Elle essayait de tout immobiliser dans son cerveau, qu'aucune pensée ne vibre, aucun souvenir. Elle s'est levée, elle a senti ses neurones surexcités communiquer entre eux comme des commères. Elle a marché dans le hall, elle s'est approchée du comptoir. Elle a appelé le veilleur, elle lui a dit je me sens mal. Il lui a proposé d'appeler un médecin, elle lui a demandé un verre d'eau. Il lui a dit de remonter s'hydrater dans sa chambre.
Sa tête lui semblait lourde et grouillante. Elle est retournée s'asseoir sur la chaise. Elle avait à l'esprit la vie de tous les gens qui habitaient l'hôtel cette nuit-là, et celle de ceux qui peuplaient la rue, la ville, il lui semblait même que l'humanité entière l'habitait comme les milliards de cellules d'une maladie mortelle. Elle avait l'impression de détenir l'ensemble du passé et des sentiments qui constituaient les êtres vivant actuellement sur la planète, et ceux qui étaient morts, ceux qui vivraient bientôt, un jour, tant qu'il y aurait une forme de vie anthropomorphe.

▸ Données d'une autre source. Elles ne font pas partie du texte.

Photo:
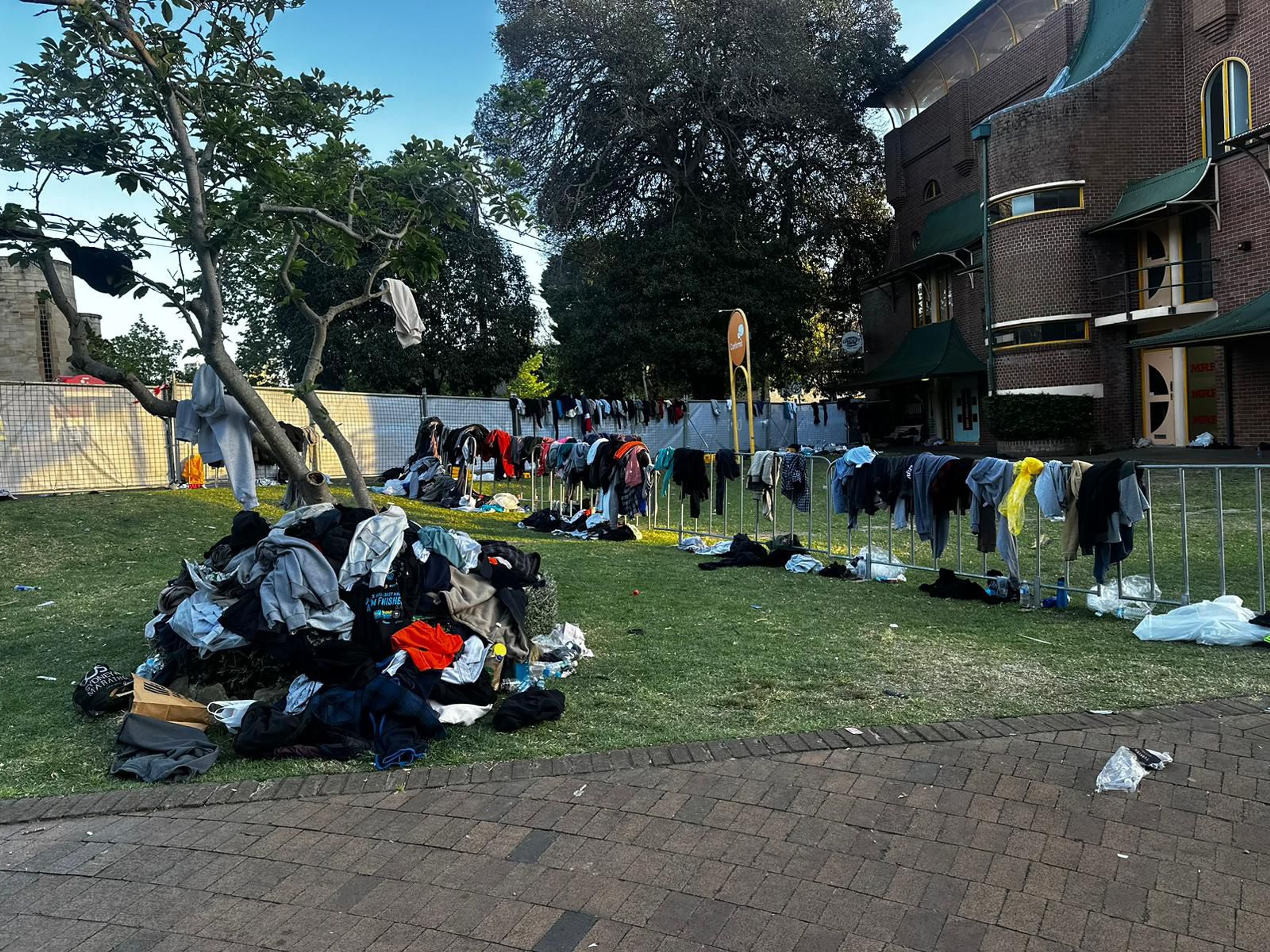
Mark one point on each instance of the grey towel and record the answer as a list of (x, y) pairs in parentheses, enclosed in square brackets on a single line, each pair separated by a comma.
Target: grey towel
[(154, 751)]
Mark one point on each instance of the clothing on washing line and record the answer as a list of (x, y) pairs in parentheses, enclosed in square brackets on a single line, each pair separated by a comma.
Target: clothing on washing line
[(1016, 500), (690, 475), (727, 469), (794, 482), (1052, 491), (931, 526), (399, 296), (990, 483)]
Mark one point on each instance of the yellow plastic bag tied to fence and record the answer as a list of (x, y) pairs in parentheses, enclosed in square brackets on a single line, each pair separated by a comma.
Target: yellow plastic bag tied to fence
[(1025, 474)]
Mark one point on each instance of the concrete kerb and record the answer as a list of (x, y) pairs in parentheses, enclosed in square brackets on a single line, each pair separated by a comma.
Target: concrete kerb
[(23, 810)]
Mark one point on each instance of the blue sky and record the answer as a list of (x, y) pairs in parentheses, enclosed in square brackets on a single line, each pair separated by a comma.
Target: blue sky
[(435, 56)]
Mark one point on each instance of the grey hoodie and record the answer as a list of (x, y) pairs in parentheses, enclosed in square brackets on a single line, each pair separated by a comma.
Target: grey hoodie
[(223, 429), (298, 584), (990, 482)]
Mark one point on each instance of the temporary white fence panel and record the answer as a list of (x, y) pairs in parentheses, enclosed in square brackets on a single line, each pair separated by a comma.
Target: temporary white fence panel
[(56, 437)]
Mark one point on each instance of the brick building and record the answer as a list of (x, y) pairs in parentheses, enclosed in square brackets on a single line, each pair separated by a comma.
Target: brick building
[(35, 338), (1129, 207)]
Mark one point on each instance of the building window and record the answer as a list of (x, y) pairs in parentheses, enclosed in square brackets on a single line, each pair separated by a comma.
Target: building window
[(1043, 200), (1074, 332), (1226, 104), (46, 341), (933, 299), (1197, 257)]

Elle se sentait le réceptacle de l'histoire de tous ces gens, elle aurait pu raconter cette femme devenue aveugle à la suite d'un accident de voiture, et sortie quinze jours plus tard de l'hôpital au bras de son mari qui la laisserait tomber l'année suivante pour aller s'établir en célibataire dans une petite ville voisine. Elle vivrait d'une pension que lui verseraient les assurances, elle serait plus vive et plus gaie qu'avant. On aurait dit que la perte d'un sens l'avait mise définitivement de bonne humeur, et que le départ de son mari avait achevé de la rendre heureuse. Ses amies aimeraient lui rendre visite, elles ressortiraient de chez elle énergiques, prêtes à affronter leurs problèmes de couple ou d'isolement, et à lutter pour obtenir de la société une vie meilleure.
Quand elle serait seule, elle enregistrerait ses souvenirs pour le seul plaisir de pouvoir les réécouter avant de s'endormir. La cécité l'empêcherait de s'évaporer, de contempler l'aspect visuel de la réalité, avec ses angles, ses courbes, ses lumières, ses couleurs mortes, vives, ou vulgaires comme des jurons. Elle rêverait parfois qu'elle devenait sourde, débarrassée ainsi des bruits, des voix, de toutes ces superfluités qui se frayaient un passage jusqu'au cerveau et contribuaient à le rendre pesant, apathique, comme ensablé sous les informations. La surdité ne lui viendrait qu'avec la mort, au terme d'une vie longue et joyeuse, pareille à une enfance rêvée.